History of Lees of Scotland
It was in 1931 when John Justice Lees, a grocer’s son from Coatbridge, stumbled upon the creation of the Lees Macaroon bar. He had been trying to develop a smooth chocolate fondant bar in the premises above his father’s shop in Newlands Street. He was unsuccessful in his attempts, so as an experiment he covered the bar in coconut. This was to become the first ever Lees Macaroon bar that has now become a sweet Scottish favourite.
In the early days of Lees other products manufactured by the Company included teacakes and snowballs, before confectionery bars such as tablet, fudge and coconut ice bars were added to the range.
“Lees, Lees, more if you please”
In 1982 Lees set up Heather Cameron Foods with a joint venture partner, thus expanding their product range to include meringues. Seven years later Lees bought out the partner to fully own Heather Cameron.
Trading was very difficult in the late 80’s and Lees posted record losses in 1990 when it was then sold to Northumbrian Fine Foods in March 1991. In 1993 the Company returned to independent Scottish ownership and began to implement a series of initiatives that would return the Company back to profitability.
Lees operated out of 2 factories based in Coatbridge, one making Heather Cameron meringues and the other snowballs, teacakes and confectionery bars. In August 1998 the Company moved into new premises, still in Coatbridge, a new 82,000 square foot purpose built factory where all products in the range are now manufactured.
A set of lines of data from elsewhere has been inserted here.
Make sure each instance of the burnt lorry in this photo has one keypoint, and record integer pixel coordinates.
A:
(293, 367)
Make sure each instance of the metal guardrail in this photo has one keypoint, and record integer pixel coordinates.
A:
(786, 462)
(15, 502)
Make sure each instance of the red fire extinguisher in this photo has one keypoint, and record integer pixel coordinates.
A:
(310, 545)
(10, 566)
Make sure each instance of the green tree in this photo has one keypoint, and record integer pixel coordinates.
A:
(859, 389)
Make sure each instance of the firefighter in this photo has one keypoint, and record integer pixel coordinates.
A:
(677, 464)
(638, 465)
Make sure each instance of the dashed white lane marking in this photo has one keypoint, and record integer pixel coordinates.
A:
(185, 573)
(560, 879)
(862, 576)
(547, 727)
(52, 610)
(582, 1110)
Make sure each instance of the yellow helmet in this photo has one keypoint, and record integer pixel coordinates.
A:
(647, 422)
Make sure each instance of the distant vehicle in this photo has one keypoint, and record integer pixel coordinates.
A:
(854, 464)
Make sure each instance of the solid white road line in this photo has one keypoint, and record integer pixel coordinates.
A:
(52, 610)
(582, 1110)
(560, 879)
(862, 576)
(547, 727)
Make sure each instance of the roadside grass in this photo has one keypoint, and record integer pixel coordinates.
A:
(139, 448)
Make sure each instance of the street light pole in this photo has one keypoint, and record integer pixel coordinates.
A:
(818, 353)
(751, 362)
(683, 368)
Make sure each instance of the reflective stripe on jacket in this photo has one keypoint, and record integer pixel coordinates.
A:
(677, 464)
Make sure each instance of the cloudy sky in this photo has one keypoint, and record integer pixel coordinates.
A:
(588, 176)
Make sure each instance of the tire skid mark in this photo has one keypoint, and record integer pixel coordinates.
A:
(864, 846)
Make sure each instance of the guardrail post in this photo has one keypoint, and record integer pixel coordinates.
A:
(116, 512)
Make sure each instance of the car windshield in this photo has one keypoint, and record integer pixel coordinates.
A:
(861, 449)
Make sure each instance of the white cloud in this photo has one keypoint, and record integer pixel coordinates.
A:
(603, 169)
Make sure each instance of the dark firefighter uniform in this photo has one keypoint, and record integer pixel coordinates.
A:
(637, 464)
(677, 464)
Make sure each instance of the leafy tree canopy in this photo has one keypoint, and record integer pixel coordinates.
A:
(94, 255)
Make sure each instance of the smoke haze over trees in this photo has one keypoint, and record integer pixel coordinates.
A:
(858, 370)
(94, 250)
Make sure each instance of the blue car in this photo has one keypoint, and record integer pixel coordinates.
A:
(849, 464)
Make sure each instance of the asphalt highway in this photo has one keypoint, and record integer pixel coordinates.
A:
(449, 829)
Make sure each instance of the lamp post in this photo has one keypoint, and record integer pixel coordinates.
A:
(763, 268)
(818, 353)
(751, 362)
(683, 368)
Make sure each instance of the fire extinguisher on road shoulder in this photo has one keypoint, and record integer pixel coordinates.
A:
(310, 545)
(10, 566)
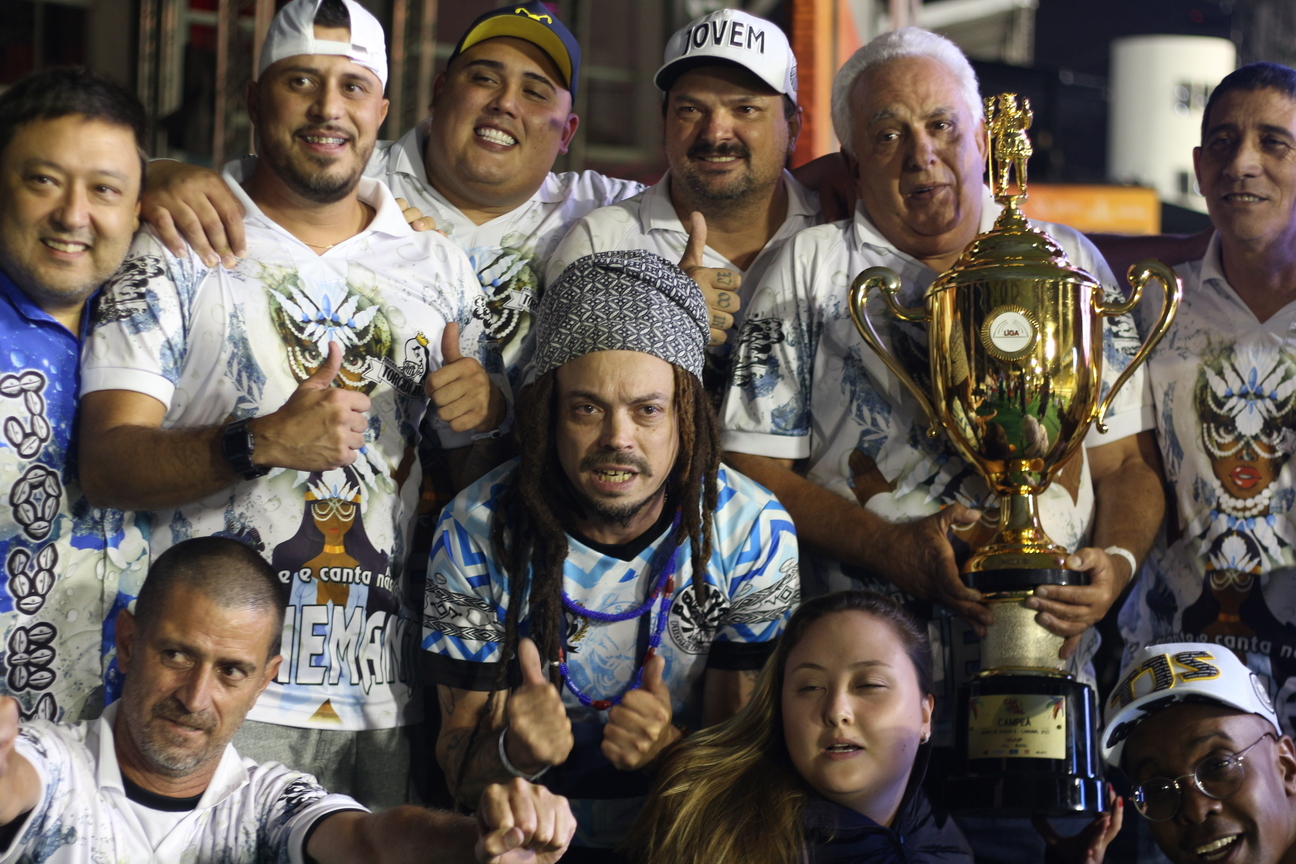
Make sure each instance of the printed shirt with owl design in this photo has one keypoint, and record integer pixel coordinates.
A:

Lees is an important employer in the local area and around 200 people are employed at the Lees factory. The Company continues to grow its business and sales have increased every year since the turn of the century. The development of new Lees products and the introduction of existing products into new customers is key to the ongoing development of the Lees business in both the UK and export markets – as the saying goes “Lees, Lees, more if you please”.